Sunday, February 01, 2004

A moment of beauty 

Last night I went out with a few friends to Dow's Lake Pavillion, the mouth of what is Ottawa's primary winter attraction, the Rideau Canal. It was fairly cold--probably about -27 C with windchill--but we were far from the only ones who wanted to get a bit of night skating in. Unfortunately, I couldn't do much of it at all. I haven't skated anywhere in several years--living in other places will do that--and the only pair of skates I own are a few sizes too small. Thus, I had to rent a pair, and due to timing glitches only had about 20 minutes on the ice. It's a little scary to make the patchy outdoor rink the first foray into skating after years of inactivity--perhaps a local indoor rink where I could hold on to the side would have been easier--but once I got over my dorkish fear I was fine. Then, when time was up, I returned the skates, put on my boots, and went back outside to join my friends.

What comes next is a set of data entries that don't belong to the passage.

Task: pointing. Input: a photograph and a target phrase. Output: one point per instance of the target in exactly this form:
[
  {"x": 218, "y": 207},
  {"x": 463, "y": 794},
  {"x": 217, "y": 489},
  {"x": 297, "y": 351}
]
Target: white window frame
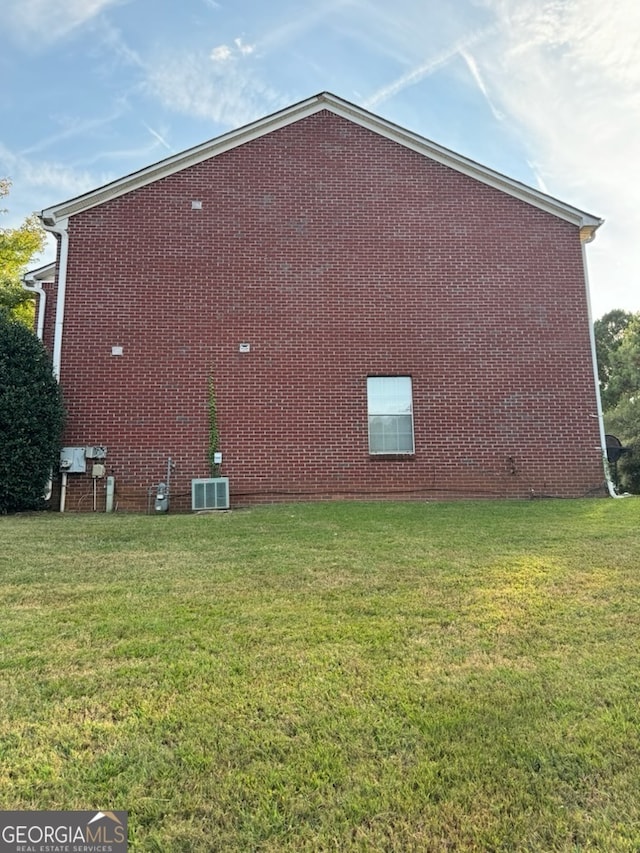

There's been a bit of controversy of late in the local papers this weekend; the Federal Capital Commission, the folks who make sure the Canal is safe for skating and keep track of statistics, say that it's the "world's longest rink" at 7.8 km. But Dave Taylor of the Citizen decided to test that, and found that according to his calculations, it's only 6.2 km. So what to do if some other place builds a longer rink? A bit of healthy silliness, but I'm only using it to make this point: it's long, and at night, when the snow is barely visible and the lights brighten up the dark sky, it's truly an unforgettable sight.

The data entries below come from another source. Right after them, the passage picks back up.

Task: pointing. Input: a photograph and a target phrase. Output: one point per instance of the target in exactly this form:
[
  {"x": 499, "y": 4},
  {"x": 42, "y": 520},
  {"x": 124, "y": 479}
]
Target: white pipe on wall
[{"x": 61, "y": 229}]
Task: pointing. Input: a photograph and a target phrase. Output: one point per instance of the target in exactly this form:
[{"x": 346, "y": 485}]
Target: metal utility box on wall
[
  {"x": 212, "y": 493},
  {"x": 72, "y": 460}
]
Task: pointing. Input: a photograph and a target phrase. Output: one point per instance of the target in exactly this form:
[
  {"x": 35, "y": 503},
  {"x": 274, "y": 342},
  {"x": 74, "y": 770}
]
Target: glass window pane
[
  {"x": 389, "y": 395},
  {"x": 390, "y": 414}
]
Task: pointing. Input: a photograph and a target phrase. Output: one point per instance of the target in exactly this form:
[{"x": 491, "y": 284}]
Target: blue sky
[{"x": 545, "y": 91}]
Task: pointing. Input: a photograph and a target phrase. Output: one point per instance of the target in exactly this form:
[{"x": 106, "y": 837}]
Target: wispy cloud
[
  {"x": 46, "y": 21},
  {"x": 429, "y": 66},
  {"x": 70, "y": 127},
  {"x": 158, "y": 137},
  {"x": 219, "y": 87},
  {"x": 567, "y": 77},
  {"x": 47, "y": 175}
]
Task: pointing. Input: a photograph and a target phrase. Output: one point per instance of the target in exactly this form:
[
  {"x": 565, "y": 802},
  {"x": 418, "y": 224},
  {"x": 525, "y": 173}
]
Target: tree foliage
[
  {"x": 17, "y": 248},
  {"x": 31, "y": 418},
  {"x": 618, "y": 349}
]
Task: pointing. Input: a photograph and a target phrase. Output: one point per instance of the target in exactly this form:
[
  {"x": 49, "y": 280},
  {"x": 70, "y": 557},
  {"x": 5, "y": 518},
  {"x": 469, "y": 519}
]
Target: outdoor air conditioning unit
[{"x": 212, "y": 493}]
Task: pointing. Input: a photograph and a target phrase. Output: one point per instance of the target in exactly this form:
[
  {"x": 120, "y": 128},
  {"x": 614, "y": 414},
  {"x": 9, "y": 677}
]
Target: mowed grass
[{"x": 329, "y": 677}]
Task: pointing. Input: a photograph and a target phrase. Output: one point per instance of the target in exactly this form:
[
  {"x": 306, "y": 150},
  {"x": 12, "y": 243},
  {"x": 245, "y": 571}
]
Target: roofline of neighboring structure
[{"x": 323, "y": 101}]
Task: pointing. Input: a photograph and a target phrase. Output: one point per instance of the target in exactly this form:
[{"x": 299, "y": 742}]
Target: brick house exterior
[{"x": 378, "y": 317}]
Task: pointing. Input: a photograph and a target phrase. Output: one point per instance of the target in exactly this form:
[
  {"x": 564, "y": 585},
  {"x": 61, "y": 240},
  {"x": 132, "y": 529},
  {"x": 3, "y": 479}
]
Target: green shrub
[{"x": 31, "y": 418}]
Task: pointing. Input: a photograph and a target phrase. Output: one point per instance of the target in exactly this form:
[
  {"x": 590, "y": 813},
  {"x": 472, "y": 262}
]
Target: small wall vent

I don't go out to look for beauty amongst my life and surroundings, but when I find it, I love it. One of the first-ever pieces I wrote was about sitting in a taxicab on my way back into Manhattan. It was night-time and we crossed the 59th Street Bridge, and suddenly all the skyscrapers and lights rose up to meet me. That moment encompassed everything I loved about New York at the time, and still do. So goes for the Rideau Canal. I was walking along the ice to the hot chocolate stand where my friends had skated on ahead of me. Halfway there, I stopped. It was so quiet, and I was all alone with only a few silhouettes ahead and behind me. I turned around and saw the lights illuminating the canal, and felt how wide-open the space was. It was cold, but an exhilarating kind of cold, the one that makes you feel stronger.

No wonder people love to come here and skate.